Beyond the Pledges
4 years, 7 months, 29 days
24 November 2024
As arguments and recriminations over the deal struck at #COP29 continue to reverberate, I look at what was agreed and can’t help feeling it was a lot better than might have been anticipated.
The backlash from emerging market countries is completely understandable and entirely justified, but at the same time I think it risks overemphasising the importance of public sector grants from developed countries and underestimating the importance of mobilising private finance into those markets. Of course free money is always preferred to interest-bearing and perhaps for some there is still ideological objection to private finance. But the simple fact is that far more money is available in the form of private finance and we will never achieve the scale and pace of investment we need in decarbonisation and asset adaptation without harnessing a lot more of it. The big challenge is getting it directed towards emerging markets. So what progress there?

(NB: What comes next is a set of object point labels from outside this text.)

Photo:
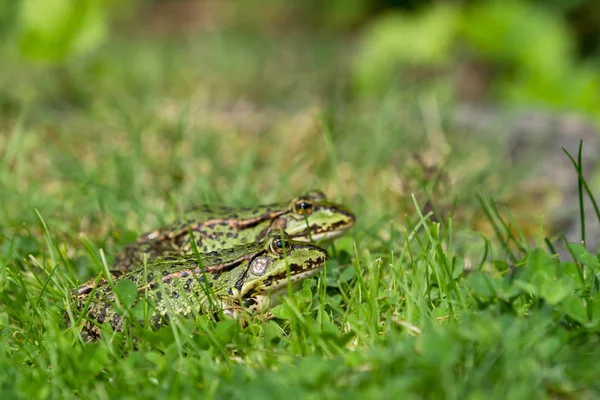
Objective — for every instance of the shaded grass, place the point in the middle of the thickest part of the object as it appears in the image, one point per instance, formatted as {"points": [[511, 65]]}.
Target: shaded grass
{"points": [[407, 306]]}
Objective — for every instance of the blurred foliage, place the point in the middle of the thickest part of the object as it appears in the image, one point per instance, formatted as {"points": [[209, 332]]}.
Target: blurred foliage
{"points": [[55, 30], [527, 50]]}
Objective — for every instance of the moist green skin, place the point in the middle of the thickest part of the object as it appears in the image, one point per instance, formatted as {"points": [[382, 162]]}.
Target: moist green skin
{"points": [[214, 228], [240, 277]]}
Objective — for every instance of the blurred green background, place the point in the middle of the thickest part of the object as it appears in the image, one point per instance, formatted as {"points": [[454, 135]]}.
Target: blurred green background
{"points": [[519, 52]]}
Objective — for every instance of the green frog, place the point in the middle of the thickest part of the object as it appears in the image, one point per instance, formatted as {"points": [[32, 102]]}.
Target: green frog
{"points": [[309, 217], [245, 277]]}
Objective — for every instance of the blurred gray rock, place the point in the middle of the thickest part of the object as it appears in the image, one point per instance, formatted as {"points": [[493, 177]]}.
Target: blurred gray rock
{"points": [[534, 141]]}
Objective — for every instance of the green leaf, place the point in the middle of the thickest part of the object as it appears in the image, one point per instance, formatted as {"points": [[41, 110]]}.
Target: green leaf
{"points": [[555, 292], [400, 39], [52, 30], [282, 311], [574, 307], [126, 291], [482, 283], [583, 256]]}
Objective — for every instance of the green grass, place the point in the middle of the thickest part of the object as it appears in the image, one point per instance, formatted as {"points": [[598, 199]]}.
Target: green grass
{"points": [[103, 150]]}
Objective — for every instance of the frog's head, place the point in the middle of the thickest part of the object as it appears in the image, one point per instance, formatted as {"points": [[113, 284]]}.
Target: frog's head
{"points": [[312, 217], [281, 258]]}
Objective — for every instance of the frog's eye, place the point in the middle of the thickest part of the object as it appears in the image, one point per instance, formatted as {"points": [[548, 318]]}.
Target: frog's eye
{"points": [[280, 246], [303, 207], [316, 195]]}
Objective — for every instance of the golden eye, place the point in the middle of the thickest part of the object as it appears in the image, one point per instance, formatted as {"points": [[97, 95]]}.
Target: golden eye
{"points": [[280, 246], [303, 207]]}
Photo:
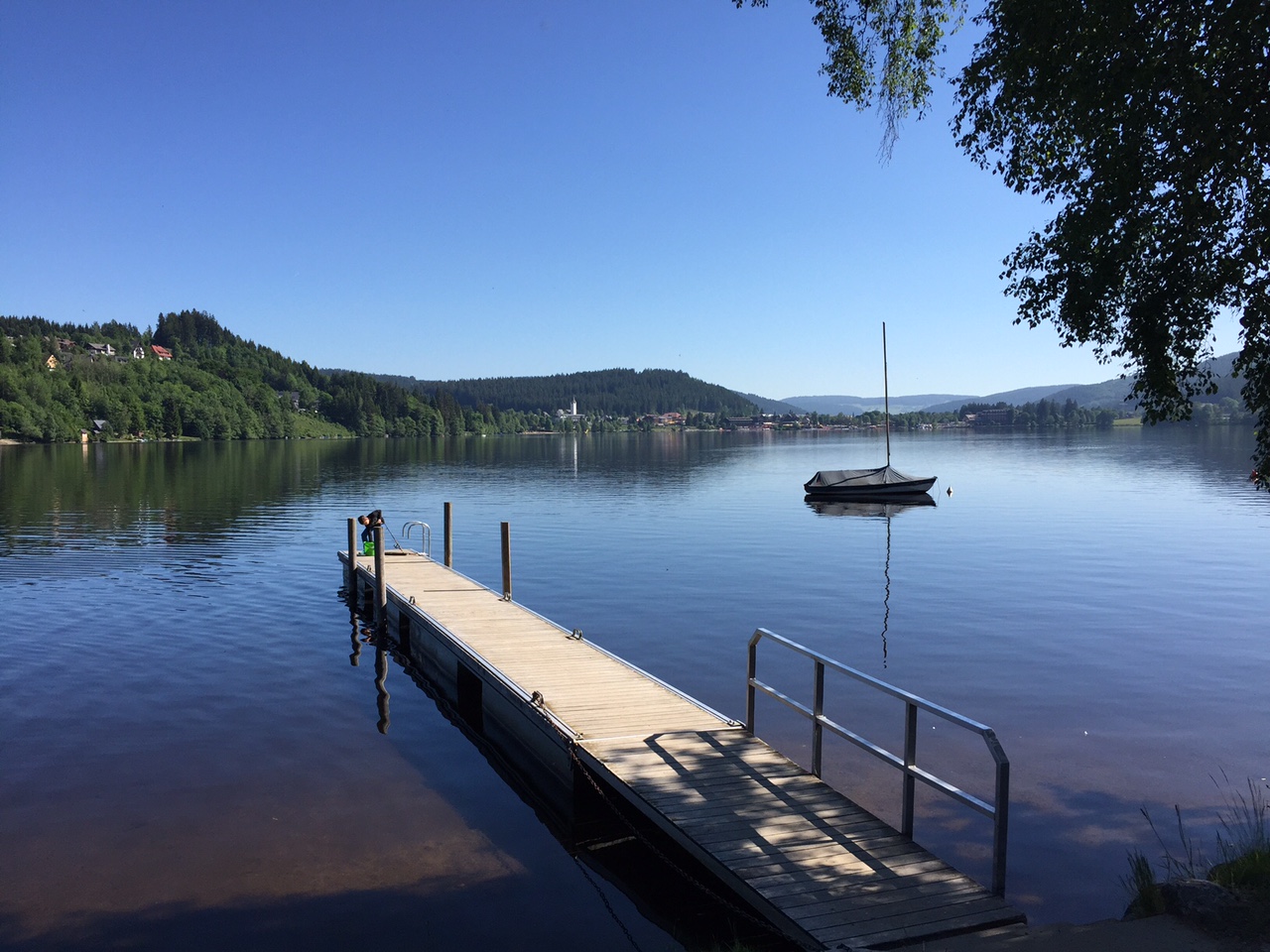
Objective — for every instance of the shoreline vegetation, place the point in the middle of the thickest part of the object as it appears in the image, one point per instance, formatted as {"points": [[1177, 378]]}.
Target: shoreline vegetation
{"points": [[190, 379], [1229, 895]]}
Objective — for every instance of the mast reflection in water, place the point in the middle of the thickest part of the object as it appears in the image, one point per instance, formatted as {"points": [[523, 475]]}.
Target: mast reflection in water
{"points": [[878, 508]]}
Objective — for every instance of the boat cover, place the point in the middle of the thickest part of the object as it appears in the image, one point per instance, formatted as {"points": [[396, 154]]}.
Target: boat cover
{"points": [[883, 480]]}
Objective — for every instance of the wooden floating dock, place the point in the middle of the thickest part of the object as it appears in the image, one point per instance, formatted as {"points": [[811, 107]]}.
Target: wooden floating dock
{"points": [[803, 856]]}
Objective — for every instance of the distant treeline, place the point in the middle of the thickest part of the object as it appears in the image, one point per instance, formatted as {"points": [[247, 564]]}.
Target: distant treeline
{"points": [[59, 380], [617, 393]]}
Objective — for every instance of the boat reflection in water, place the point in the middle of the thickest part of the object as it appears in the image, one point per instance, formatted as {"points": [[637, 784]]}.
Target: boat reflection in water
{"points": [[875, 508]]}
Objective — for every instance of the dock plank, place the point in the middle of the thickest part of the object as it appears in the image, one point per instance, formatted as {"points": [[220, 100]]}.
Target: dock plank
{"points": [[816, 864]]}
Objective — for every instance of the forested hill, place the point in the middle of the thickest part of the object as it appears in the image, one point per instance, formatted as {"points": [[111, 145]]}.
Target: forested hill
{"points": [[191, 377], [616, 393]]}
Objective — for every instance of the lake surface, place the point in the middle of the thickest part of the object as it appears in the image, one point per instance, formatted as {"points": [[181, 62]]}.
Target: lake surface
{"points": [[190, 757]]}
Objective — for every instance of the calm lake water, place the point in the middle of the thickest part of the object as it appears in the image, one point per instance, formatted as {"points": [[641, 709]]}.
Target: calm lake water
{"points": [[190, 757]]}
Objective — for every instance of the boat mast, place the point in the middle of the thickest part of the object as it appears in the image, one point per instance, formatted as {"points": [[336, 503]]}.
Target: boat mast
{"points": [[885, 390]]}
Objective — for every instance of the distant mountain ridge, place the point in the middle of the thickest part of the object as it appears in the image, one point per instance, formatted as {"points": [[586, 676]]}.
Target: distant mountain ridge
{"points": [[853, 407], [1110, 394], [616, 393]]}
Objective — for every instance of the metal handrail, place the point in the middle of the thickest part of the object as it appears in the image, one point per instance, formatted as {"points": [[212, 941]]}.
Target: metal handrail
{"points": [[998, 810], [426, 536]]}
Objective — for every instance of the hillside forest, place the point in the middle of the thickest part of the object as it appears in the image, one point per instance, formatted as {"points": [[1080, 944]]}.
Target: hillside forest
{"points": [[190, 377], [60, 380]]}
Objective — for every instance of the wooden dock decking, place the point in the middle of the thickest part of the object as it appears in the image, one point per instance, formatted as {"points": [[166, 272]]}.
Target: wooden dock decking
{"points": [[817, 866]]}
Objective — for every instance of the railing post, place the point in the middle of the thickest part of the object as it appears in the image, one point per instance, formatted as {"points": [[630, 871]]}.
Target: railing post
{"points": [[350, 585], [449, 536], [818, 710], [381, 585], [910, 763], [1001, 829], [751, 671], [507, 561]]}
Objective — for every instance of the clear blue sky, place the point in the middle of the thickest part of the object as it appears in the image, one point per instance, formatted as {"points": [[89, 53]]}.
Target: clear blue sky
{"points": [[503, 188]]}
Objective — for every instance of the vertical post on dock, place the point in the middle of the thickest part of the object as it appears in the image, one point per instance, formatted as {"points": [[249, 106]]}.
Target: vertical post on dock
{"points": [[507, 561], [350, 583], [818, 712], [910, 763], [381, 587]]}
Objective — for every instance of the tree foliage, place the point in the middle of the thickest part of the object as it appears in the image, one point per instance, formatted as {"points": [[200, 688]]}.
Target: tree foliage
{"points": [[883, 51], [1147, 125]]}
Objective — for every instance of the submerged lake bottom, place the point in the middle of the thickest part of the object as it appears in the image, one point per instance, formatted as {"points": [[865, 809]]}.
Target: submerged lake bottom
{"points": [[194, 760]]}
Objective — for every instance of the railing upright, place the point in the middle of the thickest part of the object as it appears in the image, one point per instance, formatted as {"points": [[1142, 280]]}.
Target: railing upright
{"points": [[998, 810]]}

First carbon markets. Although still foundational in nature, the agreement on how carbon markets will operate at global scale is a breakthrough. It covers standards on how trading and registration of carbon credits will operate both for trades between countries and for a centralised carbon market. The UNFCCC itself declares this good news for developing countries.
Second, lots of innovation is going into ways to accelerate private finance flowing to emerging markets. KPMG’s significant presence at COP29 included Cathy Chen chairing a discussion on a results-based model (‘Pull Finance’).
Third efforts are increasing on concrete steps to unlock capital markets funding to developing markets. The CIF Capital Market Mechanism, launched at COP29, and backed by the World Bank, is a London Stock Exchange inaugural bond issuance initially of $500 million but with plans to grow to $3 billion, aimed at clean energy and technology investments in developing markets.
Interestingly this may go some way to address the problem flagged by The Economist last week: ‘The Africa premium’. This gave significant coverage to the argument that perceived risk of investing in Africa was out of line with the statistical realities, and this ‘bias’ was accentuated by the world’s main rating agencies. Fitch Ratings declaring CCMM an AA+ is a nice example of how mechanisms that bring in good governance and risk diversification can overcome such challenges.
Things like these mean there is real substance behind and reasons to be optimistic about the pledge to scale up finance to developing countries to $1.3 trillion a year by 2035.